SwiftMQ supports versioned protocol stacks for JMS, routing, publish/subscribe subscription exchange, and management. Starting with SwiftMQ 4.0.0, it is possible to connect with an older versioned client, router or management tool to a higher versioned router. Therefore, a smooth upgrade to new SwiftMQ releases is possible without the need to shutdown all clients or a whole router network.
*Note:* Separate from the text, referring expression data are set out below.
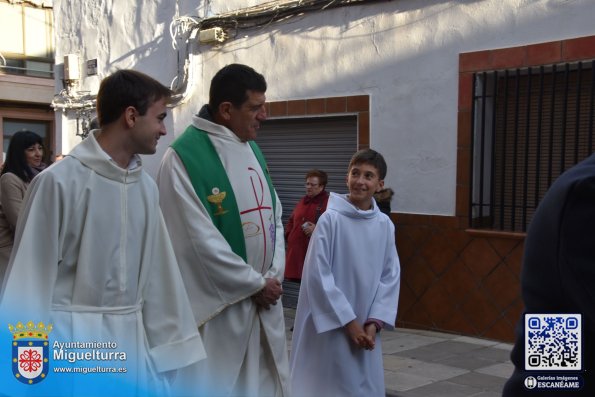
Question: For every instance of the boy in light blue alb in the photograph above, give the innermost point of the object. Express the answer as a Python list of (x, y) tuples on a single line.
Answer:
[(349, 291)]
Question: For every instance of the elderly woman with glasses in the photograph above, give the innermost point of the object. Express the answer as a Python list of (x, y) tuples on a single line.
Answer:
[(302, 222)]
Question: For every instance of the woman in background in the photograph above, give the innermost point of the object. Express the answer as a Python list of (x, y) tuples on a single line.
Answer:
[(23, 162), (302, 222)]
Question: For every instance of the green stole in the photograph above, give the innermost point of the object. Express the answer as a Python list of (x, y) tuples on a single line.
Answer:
[(212, 186)]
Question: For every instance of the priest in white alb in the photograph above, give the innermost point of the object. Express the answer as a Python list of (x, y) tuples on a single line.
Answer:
[(224, 217)]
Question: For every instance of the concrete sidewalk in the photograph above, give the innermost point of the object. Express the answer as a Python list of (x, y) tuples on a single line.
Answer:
[(421, 363)]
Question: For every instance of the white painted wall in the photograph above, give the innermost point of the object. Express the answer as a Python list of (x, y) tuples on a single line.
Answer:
[(403, 53)]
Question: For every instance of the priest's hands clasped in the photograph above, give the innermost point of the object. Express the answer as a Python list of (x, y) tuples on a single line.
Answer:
[(269, 295), (365, 339)]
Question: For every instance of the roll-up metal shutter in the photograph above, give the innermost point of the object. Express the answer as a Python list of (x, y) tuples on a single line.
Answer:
[(294, 146)]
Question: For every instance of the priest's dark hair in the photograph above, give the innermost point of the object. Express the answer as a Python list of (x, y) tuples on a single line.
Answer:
[(126, 88), (232, 83), (372, 157), (16, 161)]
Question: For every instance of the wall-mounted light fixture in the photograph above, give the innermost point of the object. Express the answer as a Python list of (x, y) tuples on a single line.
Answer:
[(212, 35)]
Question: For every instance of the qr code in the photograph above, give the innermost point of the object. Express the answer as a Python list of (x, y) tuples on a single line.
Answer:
[(553, 342)]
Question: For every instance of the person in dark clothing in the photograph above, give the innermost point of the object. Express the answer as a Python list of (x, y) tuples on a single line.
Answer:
[(383, 199), (558, 277)]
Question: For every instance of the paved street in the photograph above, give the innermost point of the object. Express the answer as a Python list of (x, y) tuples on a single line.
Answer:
[(421, 363)]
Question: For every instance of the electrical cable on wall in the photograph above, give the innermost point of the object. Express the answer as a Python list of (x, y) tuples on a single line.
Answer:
[(218, 29)]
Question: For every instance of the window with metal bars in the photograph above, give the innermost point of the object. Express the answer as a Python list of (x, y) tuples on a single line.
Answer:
[(529, 125)]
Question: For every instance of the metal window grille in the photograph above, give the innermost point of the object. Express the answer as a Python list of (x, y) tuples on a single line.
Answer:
[(529, 125)]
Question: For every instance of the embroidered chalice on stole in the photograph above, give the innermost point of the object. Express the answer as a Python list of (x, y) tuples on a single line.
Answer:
[(217, 198)]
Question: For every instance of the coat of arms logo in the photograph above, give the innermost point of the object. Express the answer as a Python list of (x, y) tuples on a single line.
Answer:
[(30, 351)]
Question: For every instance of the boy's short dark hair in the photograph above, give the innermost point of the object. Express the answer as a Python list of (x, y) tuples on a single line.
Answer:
[(232, 83), (321, 175), (127, 88), (372, 157)]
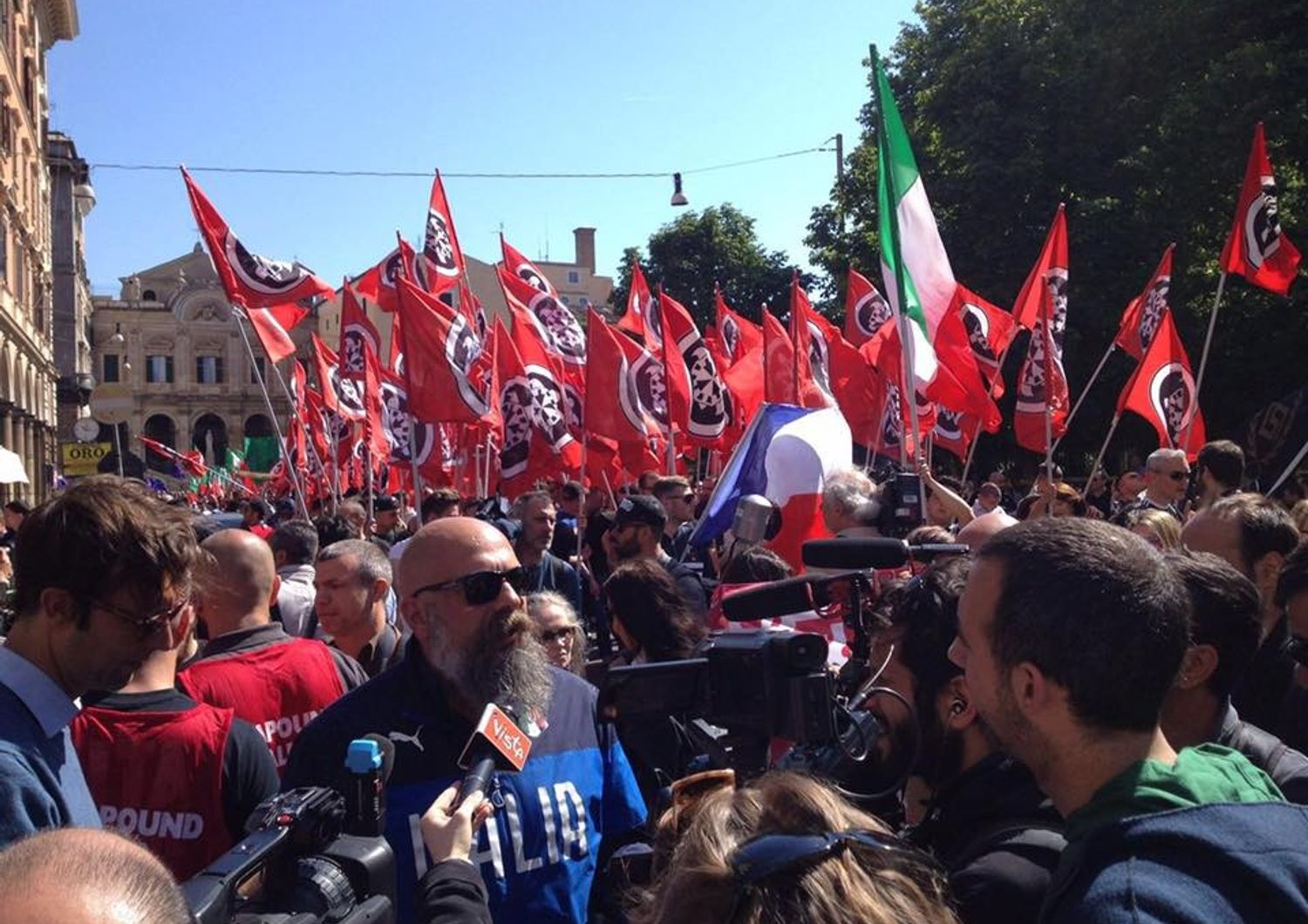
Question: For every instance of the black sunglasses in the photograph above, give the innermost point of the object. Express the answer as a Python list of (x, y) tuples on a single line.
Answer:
[(481, 587), (1298, 649)]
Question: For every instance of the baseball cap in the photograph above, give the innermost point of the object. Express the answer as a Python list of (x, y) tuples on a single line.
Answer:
[(640, 510)]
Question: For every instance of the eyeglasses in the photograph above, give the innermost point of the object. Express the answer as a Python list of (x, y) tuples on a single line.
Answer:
[(151, 623), (481, 587), (556, 634), (1298, 649)]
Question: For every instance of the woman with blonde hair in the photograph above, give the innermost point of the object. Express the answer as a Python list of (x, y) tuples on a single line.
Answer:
[(1156, 527), (789, 848)]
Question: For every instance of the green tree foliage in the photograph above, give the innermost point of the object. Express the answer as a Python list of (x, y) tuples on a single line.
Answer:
[(698, 248), (1138, 114)]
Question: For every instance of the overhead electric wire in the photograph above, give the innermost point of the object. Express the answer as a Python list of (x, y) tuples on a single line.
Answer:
[(415, 174)]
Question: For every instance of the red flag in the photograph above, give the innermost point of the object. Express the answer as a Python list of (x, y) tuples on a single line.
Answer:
[(1256, 248), (612, 400), (698, 403), (250, 280), (866, 310), (1145, 313), (340, 394), (356, 334), (525, 269), (779, 363), (635, 319), (446, 379), (1163, 391), (1041, 382), (441, 251), (738, 335), (1053, 255), (374, 428)]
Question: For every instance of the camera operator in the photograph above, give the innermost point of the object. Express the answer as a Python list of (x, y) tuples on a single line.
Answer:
[(986, 821), (473, 644)]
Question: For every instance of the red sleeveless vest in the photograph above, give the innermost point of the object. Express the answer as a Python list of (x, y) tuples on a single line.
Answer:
[(159, 777), (277, 689)]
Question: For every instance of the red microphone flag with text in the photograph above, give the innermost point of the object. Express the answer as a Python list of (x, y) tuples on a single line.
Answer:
[(1256, 248), (264, 288), (444, 360), (1043, 308), (1163, 392), (1145, 314), (866, 310), (698, 403)]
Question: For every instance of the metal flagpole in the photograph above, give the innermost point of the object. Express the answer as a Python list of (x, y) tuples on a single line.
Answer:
[(1086, 390), (1203, 361), (1290, 469), (1103, 449), (276, 424)]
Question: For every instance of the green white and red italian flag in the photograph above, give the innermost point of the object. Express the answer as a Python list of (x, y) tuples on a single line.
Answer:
[(917, 275)]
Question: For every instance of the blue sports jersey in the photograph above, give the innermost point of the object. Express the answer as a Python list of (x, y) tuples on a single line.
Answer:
[(538, 853)]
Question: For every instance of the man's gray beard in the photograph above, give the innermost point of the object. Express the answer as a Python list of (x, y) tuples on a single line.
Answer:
[(518, 677)]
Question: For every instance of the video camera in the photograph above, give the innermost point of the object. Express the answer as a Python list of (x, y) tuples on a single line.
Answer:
[(310, 855)]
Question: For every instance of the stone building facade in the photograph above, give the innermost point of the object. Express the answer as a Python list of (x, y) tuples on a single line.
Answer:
[(28, 371)]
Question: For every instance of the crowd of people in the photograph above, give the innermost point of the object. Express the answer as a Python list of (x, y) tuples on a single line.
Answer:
[(1099, 711)]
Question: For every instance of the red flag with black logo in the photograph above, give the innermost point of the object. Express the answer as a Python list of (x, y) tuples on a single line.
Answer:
[(1163, 392), (1043, 308), (444, 360), (633, 321), (253, 282), (866, 310), (441, 254), (1145, 313), (1256, 248), (612, 402), (356, 332), (737, 335), (698, 404)]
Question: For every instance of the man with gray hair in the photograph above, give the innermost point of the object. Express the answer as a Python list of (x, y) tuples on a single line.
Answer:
[(850, 503), (351, 581), (1167, 474)]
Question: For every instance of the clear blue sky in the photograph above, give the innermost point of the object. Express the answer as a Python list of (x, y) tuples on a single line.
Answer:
[(575, 86)]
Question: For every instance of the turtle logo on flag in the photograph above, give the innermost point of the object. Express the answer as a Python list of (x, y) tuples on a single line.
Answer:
[(515, 405), (399, 428), (439, 245), (870, 313), (548, 407), (559, 329), (462, 350), (819, 358), (978, 324), (1171, 392), (1153, 309), (533, 277), (630, 399), (353, 336), (269, 277), (651, 387), (949, 425), (730, 335), (711, 405)]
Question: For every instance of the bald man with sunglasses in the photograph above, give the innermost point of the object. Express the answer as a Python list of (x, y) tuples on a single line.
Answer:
[(460, 588)]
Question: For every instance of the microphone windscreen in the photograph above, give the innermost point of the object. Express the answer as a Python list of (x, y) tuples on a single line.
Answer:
[(855, 554), (387, 749)]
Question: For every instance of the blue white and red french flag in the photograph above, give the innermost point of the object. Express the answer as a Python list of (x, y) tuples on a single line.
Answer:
[(785, 455)]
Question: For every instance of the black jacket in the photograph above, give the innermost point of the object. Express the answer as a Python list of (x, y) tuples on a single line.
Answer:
[(1286, 766), (998, 838)]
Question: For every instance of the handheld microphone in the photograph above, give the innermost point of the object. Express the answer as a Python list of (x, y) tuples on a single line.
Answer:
[(852, 554), (496, 744), (369, 761)]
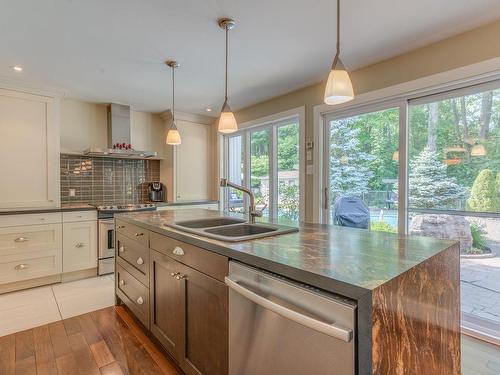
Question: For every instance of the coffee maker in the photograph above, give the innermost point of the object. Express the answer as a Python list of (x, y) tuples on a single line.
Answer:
[(156, 191)]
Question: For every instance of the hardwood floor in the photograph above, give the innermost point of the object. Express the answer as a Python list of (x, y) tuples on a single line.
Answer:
[(106, 342)]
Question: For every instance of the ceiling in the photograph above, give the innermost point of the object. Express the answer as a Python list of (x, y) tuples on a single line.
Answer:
[(114, 50)]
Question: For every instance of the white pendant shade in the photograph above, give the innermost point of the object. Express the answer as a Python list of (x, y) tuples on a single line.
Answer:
[(338, 87), (227, 123), (173, 137)]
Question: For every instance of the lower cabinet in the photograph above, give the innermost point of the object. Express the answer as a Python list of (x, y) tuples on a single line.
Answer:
[(189, 315), (79, 246)]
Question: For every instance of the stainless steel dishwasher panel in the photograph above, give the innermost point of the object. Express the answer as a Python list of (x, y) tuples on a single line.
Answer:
[(277, 327)]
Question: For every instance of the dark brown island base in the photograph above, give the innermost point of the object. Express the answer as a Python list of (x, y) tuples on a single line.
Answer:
[(406, 289)]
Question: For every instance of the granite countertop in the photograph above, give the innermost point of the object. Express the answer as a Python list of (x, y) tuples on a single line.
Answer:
[(349, 261), (63, 208)]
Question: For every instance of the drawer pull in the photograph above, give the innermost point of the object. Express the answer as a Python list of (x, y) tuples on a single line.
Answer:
[(178, 251)]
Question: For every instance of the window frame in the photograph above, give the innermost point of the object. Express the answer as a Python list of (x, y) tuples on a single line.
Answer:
[(270, 123)]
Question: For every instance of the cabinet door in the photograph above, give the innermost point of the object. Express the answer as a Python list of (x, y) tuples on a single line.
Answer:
[(165, 299), (79, 246), (205, 328), (29, 150)]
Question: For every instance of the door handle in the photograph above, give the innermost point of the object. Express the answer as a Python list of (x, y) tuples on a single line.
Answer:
[(329, 329), (178, 251)]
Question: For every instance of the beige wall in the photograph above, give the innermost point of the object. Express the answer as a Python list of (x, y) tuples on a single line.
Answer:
[(464, 49)]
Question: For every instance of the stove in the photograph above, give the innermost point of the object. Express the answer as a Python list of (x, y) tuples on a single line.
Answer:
[(106, 232)]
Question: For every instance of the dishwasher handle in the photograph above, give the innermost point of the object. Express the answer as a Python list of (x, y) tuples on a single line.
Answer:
[(314, 324)]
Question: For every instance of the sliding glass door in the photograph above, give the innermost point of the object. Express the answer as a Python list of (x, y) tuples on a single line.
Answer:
[(361, 169), (454, 189), (266, 159)]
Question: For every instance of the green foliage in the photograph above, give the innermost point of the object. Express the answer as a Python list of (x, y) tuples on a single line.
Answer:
[(382, 226), (428, 184), (289, 202), (484, 197), (478, 237)]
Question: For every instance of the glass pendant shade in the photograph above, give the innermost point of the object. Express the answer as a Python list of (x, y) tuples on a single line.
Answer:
[(173, 136), (338, 86), (227, 121)]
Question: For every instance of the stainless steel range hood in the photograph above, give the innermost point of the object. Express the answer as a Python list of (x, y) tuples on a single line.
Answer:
[(119, 132)]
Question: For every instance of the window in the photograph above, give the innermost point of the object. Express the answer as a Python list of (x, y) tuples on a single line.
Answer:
[(272, 160), (362, 170), (442, 180)]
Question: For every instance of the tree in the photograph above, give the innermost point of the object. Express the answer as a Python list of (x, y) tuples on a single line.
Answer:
[(483, 195), (349, 171), (429, 186)]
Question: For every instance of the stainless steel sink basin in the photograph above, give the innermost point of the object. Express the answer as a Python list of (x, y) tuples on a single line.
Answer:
[(209, 223), (231, 229)]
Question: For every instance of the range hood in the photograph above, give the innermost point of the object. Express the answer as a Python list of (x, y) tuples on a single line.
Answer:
[(119, 132)]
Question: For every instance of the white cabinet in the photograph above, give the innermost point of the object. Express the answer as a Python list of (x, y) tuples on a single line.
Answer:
[(29, 150), (79, 242)]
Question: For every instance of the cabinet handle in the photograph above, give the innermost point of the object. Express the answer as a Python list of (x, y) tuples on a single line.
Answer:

This feature is unique in the whole JMS world!

Administration and Monitoring

SwiftMQ provides 5 ways for configuration and administration:

SwiftMQ Explorer

A graphical administration console with maximum comfort for remote administration, configuration and monitoring of any router in a connected router network.

CLI

A command line interface with nearly the same functionality as SwiftMQ Explorer plus scripting capabilities.

      router1/sys$queuemanager/queues> new srvinbound cache.size 200
      router1/sys$queuemanager/queues> lc srvinbound

      Entity:      Queue Properties
      Description: Properties for each Queue

      Properties for this Entity:

      Name                                    Current Value
      --------------------------------------------------------------
      cache.size                              200
      cleanup.interval                        -1

      Entity contains no Sub-Entities.

      router1/sys$queuemanager/queues> lc

      Entity List: Queues
      Description: Queue definitions

      Entities in this List:
      ----------------------
      srvinbound
      testqueue
      timeQueue

      router1/sys$queuemanager/queues>_

Programmatic administration via CLI Admin API

A simple but very powerful administration API based on CLI to administer whole router networks from Java programs.

      cli.waitForRouter("router1");
      try {
        cli.executeCommand("sr router1");
        cli.executeCommand("cc /sys$queuemanager/queues");
        cli.executeCommand("new mynewqueue cache.size 1000");
        cli.executeCommand("save");
      } catch (CLIException e)
      {
        processError(e);
      }

JMX Administration

SwiftMQ wraps its internal management tree with JMX MBeans so you can use your favorite JMX administration tool to administer a SwiftMQ Router.

XML Configuration File

A simple XML file for each router, containing the router configuration.

      <swiftlet name="sys$queuemanager" collect-interval="1000">
        <queues>
          <queue name="BuyQueue"/>
          <queue name="SellQueue"/>
          <queue name="mailout"/>
          <queue name="testqueue" cleanup-interval="1000" persistence-mode="non_persistent"/>
        </queues>
      </swiftlet>

It's up to the administrator which way he will use. SwiftMQ Explorer, CLI, and the JMX MBeans save their configuration in the router's XML configuration file.

Software Architecture

SwiftMQ is based on a microkernel architecture. The main controller of this kernel is called Swiftlet Manager. Components of SwiftMQ are called Swiftlets(TM).

The Swiftlet Manager knows a group of Swiftlets which are building the kernel. The Kernel Swiftlets are building the base functionality of a SwiftMQ router.

Extension Swiftlets are providing optional functionality for hot plug-in into a router. These Extension Swiftlets are released separately. They can be hot deployed without stopping a router.